Thursday, September 10, 2015

MODELLING THE HELICASE TO UNDERSTAND HEPATITIS

MODELLING THE HELICASE TO UNDERSTAND HEPATITIS

NS3 BEHAVES LIKE A “CATERPILLAR” AND HELPS THE VIRUS TO REPLICATE

NS3 is an enzyme specific to the hepatitis C virus. If developed, a drug capable of recognizing and selectively attacking it could fight the disease without side effects for the body. However, to be able to develop one we need to know more about the behavior of this important protein in the virus replication process. Some SISSA scientists have provided a detailed and comprehensive view of the behavior of NS3. The study has been published in the journal Nucleic Acids Research.

According to the WHO, a good 140 million people are affected by hepatitis C (3/4 million new cases per year). This is still a subtle disease which, in the event of chronic infection, heavily affects the patients' quality of life and whose complications can lead to death. One of the molecules involved in the reproduction mechanism of the virus in the body is a helicase, NS3, an enzyme that interacts with the RNA (the viral genome, which is not like our DNA) by climbing onto it and helping the pathogen's replication process.

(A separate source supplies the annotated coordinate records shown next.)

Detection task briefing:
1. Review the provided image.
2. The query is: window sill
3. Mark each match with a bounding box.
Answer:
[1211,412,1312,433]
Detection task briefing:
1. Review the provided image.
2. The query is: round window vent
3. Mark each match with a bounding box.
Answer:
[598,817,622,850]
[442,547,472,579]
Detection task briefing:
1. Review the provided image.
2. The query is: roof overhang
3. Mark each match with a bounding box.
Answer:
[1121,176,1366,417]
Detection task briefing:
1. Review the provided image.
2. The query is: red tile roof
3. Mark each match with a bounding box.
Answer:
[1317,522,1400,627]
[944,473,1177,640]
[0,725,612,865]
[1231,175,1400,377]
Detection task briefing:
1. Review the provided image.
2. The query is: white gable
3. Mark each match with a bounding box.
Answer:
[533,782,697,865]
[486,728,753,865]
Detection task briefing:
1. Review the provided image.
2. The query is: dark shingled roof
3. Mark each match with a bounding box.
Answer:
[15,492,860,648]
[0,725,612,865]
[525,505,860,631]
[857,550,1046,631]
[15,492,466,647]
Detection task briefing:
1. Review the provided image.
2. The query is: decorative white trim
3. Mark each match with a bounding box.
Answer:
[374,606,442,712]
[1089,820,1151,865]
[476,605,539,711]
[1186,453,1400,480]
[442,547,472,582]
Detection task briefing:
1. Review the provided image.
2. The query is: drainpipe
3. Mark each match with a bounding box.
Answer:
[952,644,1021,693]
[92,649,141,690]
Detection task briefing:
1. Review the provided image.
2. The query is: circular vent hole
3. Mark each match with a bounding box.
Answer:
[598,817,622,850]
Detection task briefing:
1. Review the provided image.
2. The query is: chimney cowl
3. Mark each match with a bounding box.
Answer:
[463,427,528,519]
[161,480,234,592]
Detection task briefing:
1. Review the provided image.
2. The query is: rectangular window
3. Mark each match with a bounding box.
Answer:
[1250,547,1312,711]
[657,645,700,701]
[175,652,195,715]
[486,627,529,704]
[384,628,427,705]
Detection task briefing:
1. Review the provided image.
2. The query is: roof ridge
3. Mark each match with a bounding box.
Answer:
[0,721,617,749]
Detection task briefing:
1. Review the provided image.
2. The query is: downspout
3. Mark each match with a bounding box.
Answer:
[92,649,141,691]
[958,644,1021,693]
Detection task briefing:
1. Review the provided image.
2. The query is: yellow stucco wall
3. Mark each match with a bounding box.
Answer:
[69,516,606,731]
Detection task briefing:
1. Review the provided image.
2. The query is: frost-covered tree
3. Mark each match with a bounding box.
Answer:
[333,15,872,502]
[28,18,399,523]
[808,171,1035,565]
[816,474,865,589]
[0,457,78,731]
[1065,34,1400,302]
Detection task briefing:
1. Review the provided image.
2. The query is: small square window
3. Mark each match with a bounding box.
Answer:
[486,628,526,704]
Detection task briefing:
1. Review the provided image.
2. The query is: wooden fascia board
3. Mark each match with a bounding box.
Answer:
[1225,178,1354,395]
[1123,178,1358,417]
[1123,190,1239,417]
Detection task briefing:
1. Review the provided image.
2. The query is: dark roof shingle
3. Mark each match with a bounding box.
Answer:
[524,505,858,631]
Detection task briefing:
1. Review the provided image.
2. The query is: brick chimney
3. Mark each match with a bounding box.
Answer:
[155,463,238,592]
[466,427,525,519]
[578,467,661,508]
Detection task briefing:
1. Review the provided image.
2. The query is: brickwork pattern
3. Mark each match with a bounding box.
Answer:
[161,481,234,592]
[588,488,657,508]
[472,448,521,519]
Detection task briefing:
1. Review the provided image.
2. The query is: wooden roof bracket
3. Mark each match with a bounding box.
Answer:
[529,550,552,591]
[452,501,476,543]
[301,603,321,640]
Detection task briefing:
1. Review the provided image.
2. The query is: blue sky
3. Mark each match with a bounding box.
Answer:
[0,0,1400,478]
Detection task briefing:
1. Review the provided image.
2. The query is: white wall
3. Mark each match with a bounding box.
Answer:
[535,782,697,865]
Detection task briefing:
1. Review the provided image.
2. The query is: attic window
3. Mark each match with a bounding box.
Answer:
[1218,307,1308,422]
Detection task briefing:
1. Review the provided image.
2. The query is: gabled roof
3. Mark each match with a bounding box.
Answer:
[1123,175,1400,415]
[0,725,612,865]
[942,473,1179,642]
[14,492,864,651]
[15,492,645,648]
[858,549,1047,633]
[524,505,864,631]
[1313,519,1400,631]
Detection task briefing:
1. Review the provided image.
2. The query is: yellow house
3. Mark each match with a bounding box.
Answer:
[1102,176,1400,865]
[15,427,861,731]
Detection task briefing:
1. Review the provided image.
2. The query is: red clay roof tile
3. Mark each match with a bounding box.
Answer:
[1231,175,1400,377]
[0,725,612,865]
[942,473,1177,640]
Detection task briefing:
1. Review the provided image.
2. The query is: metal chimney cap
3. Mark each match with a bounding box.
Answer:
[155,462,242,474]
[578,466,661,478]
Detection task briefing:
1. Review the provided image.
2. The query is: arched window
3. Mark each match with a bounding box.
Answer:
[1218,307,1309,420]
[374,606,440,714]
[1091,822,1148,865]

"By knowing in detail how this helicase works, in the future we could try to block the viral replication, and thus stop the disease from proliferating in the body" explains Giovanni Bussi, SISSA professor and among the study authors. NS3 facilitates the work of the polymerases, the molecules that build a replica of the RNA strand, by "opening" and preparing the RNA to the action of the second enzyme. "NS3 crawls along the RNA strand contracting and extending like a caterpillar and, as it does so, it releases the part of the virus to which the polymerase then attaches" explains Andrea Pérez-Villa, SISSA student and first author of the paper. "We decided to analyze this protein because, unlike others, it is only present in the hepatitis C virus. This way, any drug capable of targeting its interaction with the RNA would not damage other proteins, for example, those belonging to the body being attacked by the virus. This means that, theoretically, the drug would have no side effects".

"Our work was based on a computer simulation, starting from the available experimental data", explains Pérez-Villa. So far, crystallography studies succeeded in obtaining a limited number of "images" of NS3, too few to be able to reconstruct the whole process. Based on existing data, Pérez-Villa and Bussi (as well as Maria Darvas, SISSA research scientist who took part in the study) created a model of the protein and had it interact with the viral RNA. But not only that.

"During the process, ATP, the "fuel" utilized by proteins, is consumed. Therefore our simulation also reproduced the system's interaction with ATP and subsequently with ADP, a waste product together with phosphate, after ATP had been utilized" concludes Bussi. So for the first time we provided a detailed description of the process, which will serve as a guide for future steps forward, whether theoretical or experimental.